Margaretha Hendrickx

Thinking the Float Tank – Friday, August 25, 2023 (Day 2)

Seven Meditations on a First Distinction while Floating in the Tank

Speaker Bio:

Margaretha Hendrickx is an independent scholar with a background in agricultural engineering (Ir., State University of Gent, Belgium, 1987), molecular genetics (M.Sc., Purdue University, USA, 1991) and strategic management (Ph.D., Purdue University, USA, 2003). She hosts and administers the website www.ourkarlpopper.net. Currently, she is studying how human beings have been studying and (especially) reflecting on the human art of experimenting with schemas of distinctions since time immemorial, with a special emphasis on the work of Aristotle,Victoria Welby, John Dewey, Karl Popper and George Spencer-Brown. Her most recent publication, Revisiting one’s engagement with Aristotle’s triangle of reference, will appear in the upcoming 2023 issue of Athanor, Hope as a Sign.
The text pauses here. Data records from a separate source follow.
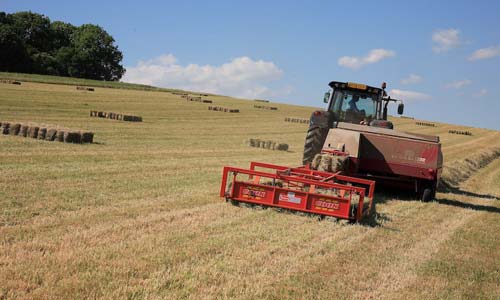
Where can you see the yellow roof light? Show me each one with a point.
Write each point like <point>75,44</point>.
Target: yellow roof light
<point>358,86</point>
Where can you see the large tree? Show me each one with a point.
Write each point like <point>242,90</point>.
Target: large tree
<point>30,43</point>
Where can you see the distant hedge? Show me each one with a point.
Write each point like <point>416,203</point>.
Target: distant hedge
<point>31,43</point>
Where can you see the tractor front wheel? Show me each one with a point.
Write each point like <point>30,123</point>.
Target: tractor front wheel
<point>315,139</point>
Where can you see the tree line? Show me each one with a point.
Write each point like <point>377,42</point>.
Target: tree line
<point>31,43</point>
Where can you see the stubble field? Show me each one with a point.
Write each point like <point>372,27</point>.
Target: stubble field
<point>136,215</point>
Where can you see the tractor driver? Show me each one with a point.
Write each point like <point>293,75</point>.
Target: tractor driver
<point>352,104</point>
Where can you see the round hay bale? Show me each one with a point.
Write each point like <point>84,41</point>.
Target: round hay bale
<point>33,132</point>
<point>5,127</point>
<point>51,134</point>
<point>316,160</point>
<point>23,131</point>
<point>325,164</point>
<point>282,147</point>
<point>41,133</point>
<point>72,137</point>
<point>87,137</point>
<point>60,136</point>
<point>14,129</point>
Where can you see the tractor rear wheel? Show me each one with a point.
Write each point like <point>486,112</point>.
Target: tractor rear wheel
<point>315,139</point>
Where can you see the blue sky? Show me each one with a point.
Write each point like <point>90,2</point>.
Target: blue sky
<point>442,57</point>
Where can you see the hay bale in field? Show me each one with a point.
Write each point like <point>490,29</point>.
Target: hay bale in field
<point>60,136</point>
<point>87,137</point>
<point>41,133</point>
<point>23,131</point>
<point>5,127</point>
<point>51,134</point>
<point>72,137</point>
<point>316,160</point>
<point>282,147</point>
<point>325,164</point>
<point>14,129</point>
<point>33,132</point>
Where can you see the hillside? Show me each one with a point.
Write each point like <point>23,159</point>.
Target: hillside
<point>137,215</point>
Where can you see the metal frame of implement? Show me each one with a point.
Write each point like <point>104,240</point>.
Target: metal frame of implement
<point>299,189</point>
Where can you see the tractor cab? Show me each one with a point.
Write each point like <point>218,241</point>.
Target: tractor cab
<point>359,104</point>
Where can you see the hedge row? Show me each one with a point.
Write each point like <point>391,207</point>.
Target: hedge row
<point>267,145</point>
<point>296,120</point>
<point>265,107</point>
<point>47,133</point>
<point>460,132</point>
<point>84,88</point>
<point>198,99</point>
<point>425,124</point>
<point>115,116</point>
<point>10,81</point>
<point>223,109</point>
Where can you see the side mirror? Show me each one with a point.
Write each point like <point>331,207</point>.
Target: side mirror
<point>327,97</point>
<point>401,108</point>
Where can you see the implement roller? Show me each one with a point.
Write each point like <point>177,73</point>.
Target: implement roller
<point>299,189</point>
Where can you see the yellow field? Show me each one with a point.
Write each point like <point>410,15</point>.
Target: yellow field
<point>137,214</point>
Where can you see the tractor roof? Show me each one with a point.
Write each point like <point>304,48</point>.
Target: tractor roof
<point>355,86</point>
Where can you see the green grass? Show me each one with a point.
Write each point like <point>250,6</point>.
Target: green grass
<point>79,81</point>
<point>137,215</point>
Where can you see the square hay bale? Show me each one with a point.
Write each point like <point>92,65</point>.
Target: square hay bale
<point>42,132</point>
<point>51,134</point>
<point>33,132</point>
<point>60,136</point>
<point>14,129</point>
<point>87,137</point>
<point>282,147</point>
<point>72,137</point>
<point>5,127</point>
<point>23,131</point>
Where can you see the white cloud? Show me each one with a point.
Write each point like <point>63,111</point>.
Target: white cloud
<point>485,53</point>
<point>408,96</point>
<point>412,79</point>
<point>241,77</point>
<point>458,84</point>
<point>481,93</point>
<point>445,40</point>
<point>374,56</point>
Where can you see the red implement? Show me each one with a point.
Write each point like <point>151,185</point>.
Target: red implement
<point>299,189</point>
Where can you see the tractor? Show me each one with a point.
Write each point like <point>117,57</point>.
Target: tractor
<point>355,123</point>
<point>349,148</point>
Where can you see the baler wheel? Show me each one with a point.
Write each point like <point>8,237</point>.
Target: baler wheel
<point>428,192</point>
<point>315,139</point>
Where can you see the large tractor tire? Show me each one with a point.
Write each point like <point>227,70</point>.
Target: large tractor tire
<point>315,139</point>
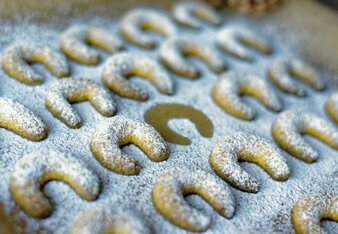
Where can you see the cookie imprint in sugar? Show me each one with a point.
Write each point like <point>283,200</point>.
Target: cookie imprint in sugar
<point>175,183</point>
<point>310,210</point>
<point>16,60</point>
<point>332,107</point>
<point>113,133</point>
<point>119,67</point>
<point>229,88</point>
<point>21,120</point>
<point>76,41</point>
<point>282,71</point>
<point>63,92</point>
<point>174,50</point>
<point>233,40</point>
<point>134,24</point>
<point>102,219</point>
<point>289,127</point>
<point>191,13</point>
<point>36,169</point>
<point>229,150</point>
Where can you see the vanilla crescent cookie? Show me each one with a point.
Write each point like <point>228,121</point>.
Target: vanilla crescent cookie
<point>229,88</point>
<point>120,66</point>
<point>232,39</point>
<point>229,150</point>
<point>21,120</point>
<point>118,131</point>
<point>36,169</point>
<point>16,60</point>
<point>136,21</point>
<point>332,106</point>
<point>76,40</point>
<point>171,187</point>
<point>190,13</point>
<point>281,71</point>
<point>101,219</point>
<point>63,92</point>
<point>173,51</point>
<point>310,210</point>
<point>289,127</point>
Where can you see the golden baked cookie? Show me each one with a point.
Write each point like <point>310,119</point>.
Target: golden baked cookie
<point>289,127</point>
<point>282,71</point>
<point>229,88</point>
<point>118,131</point>
<point>310,210</point>
<point>102,219</point>
<point>171,187</point>
<point>63,92</point>
<point>21,120</point>
<point>120,66</point>
<point>191,13</point>
<point>233,39</point>
<point>229,150</point>
<point>16,60</point>
<point>36,169</point>
<point>135,22</point>
<point>75,43</point>
<point>173,51</point>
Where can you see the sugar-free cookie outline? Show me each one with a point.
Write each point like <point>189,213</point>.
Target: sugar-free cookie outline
<point>120,66</point>
<point>191,13</point>
<point>36,169</point>
<point>282,71</point>
<point>171,187</point>
<point>17,58</point>
<point>233,39</point>
<point>111,134</point>
<point>229,88</point>
<point>102,219</point>
<point>332,106</point>
<point>63,92</point>
<point>135,22</point>
<point>310,210</point>
<point>289,127</point>
<point>173,51</point>
<point>22,121</point>
<point>76,41</point>
<point>229,150</point>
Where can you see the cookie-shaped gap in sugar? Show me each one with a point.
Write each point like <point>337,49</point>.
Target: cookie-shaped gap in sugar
<point>63,92</point>
<point>174,184</point>
<point>118,131</point>
<point>18,57</point>
<point>36,169</point>
<point>289,127</point>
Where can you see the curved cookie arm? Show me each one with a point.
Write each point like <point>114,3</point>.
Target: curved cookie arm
<point>101,219</point>
<point>17,58</point>
<point>173,51</point>
<point>332,106</point>
<point>22,121</point>
<point>134,23</point>
<point>171,187</point>
<point>229,150</point>
<point>76,40</point>
<point>229,88</point>
<point>230,40</point>
<point>34,170</point>
<point>308,211</point>
<point>64,92</point>
<point>119,67</point>
<point>289,126</point>
<point>280,72</point>
<point>119,131</point>
<point>189,14</point>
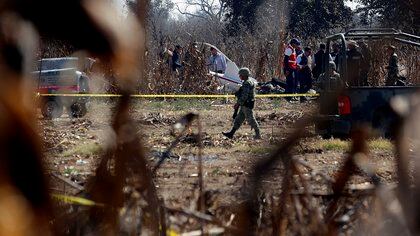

To contact Margaretha, go to:  https://independent.academia.edu/MargarethaHendrickx

Abstract:

When John Lilly built his first isolation tank, one of its purposes was to get a more authentic understanding and experience of pure consciousness. The isolation tank experiment raises all sorts of interesting questions, the most important one of course being, whether it is possible to codify, put into words and share with one another what happens when one’s sensory modality inputs are reduced to a bare minimum. Or, will language inevitably fail us when one attempts to discuss experiences of pure consciousness, irrespective of whether one works with written or spoken language? Is the experience of floating in an isolation tank something that can only be grasped through living it? But before one can even begin discussing this question, one must agree on some minimal shared understanding of what is involved in the phenomenon of consciousness. In my presentation, I propose, following Edmund Husserl and others, to set up consciousness as a process of experimenting with schemas of distinctions, by adding, removing and rearranging distinctions. I then propose and develop a method of communicating that consists of nothing more than the drawing of distinctions (with pen and paper), accompanied by gesturing and the act of finger-pointing (at the distinctions brought into being). I will link this manner of communication with psychoanalysis, gestalt therapy (e.g., Fritz Perls), and the phenomenon of gestalt-switching and identify seven distinctions that may be treated as potential candidates for a so-called first distinction: (a) coming into existence in the womb; (b) being born; (c) like vs. dislike; (d) self vs. other; (e) powerful vs helpless; (f) spoken vs written word; (g) present vs. past/future.